Ground truth: Motion capture or surveyed markers provide reference.

Metrics:

  • Absolute Trajectory Error (ATE)
  • Relative Pose Error (RPE)
  • Tracking loss events
  • Feature count over time

Automated dashboard tracks metrics across commits. Regressions block merge.

Field Validation

Real devices in real environments:

  • Beta users with instrumented builds
  • Telemetry aggregation
  • Failure classification

Field validation catches what lab testing misses:

  • Edge cases we didn't imagine
  • Environmental factors we don't control
  • User behaviors we didn't anticipate

Synthetic Test Generation

Can we generate tests automatically?

Fuzz testing: Random inputs to find crashes

  • Random images → feature detector (should never crash)
  • Random depths → mesh builder (should handle gracefully)

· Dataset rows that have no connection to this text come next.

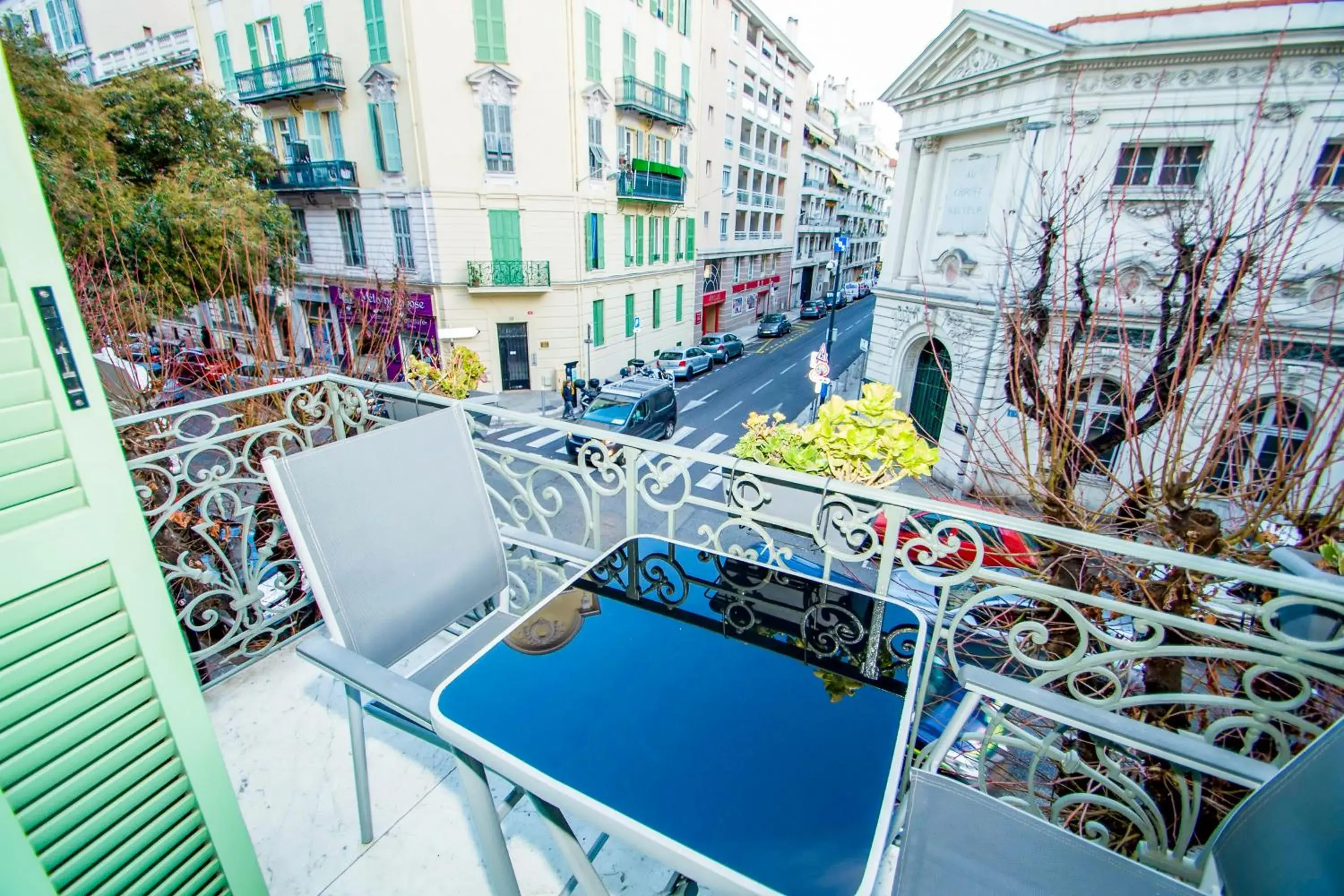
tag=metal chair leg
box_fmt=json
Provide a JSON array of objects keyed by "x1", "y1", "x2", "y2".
[
  {"x1": 345, "y1": 685, "x2": 374, "y2": 844},
  {"x1": 531, "y1": 794, "x2": 609, "y2": 896},
  {"x1": 453, "y1": 750, "x2": 521, "y2": 896}
]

Property-based testing: Define invariants, generate test cases

  • Tracking should be consistent: forward then backward = original pose
  • Depth filtering should not increase noise
  • Pose optimization should decrease error

Flaky Tests

Perception tests are often flaky:

  • Numerical precision varies across platforms
  • Multi-threaded code has race conditions
  • Random initialization causes variance

Solutions:

  • Deterministic random seeds
  • Tolerance-based comparisons
  • Retry with logging on failure
  • Quarantine persistently flaky tests

Current flake rate: 0.3% (down from 5% a year ago).

CI/CD Integration

Test execution is automated:

  • Commit → Unit tests (2 min)
  • PR → Unit + Integration (15 min)
  • Merge → Full system tests (2 hours)
  • Daily → Extended regression (8 hours)

No human should need to run tests manually for routine development.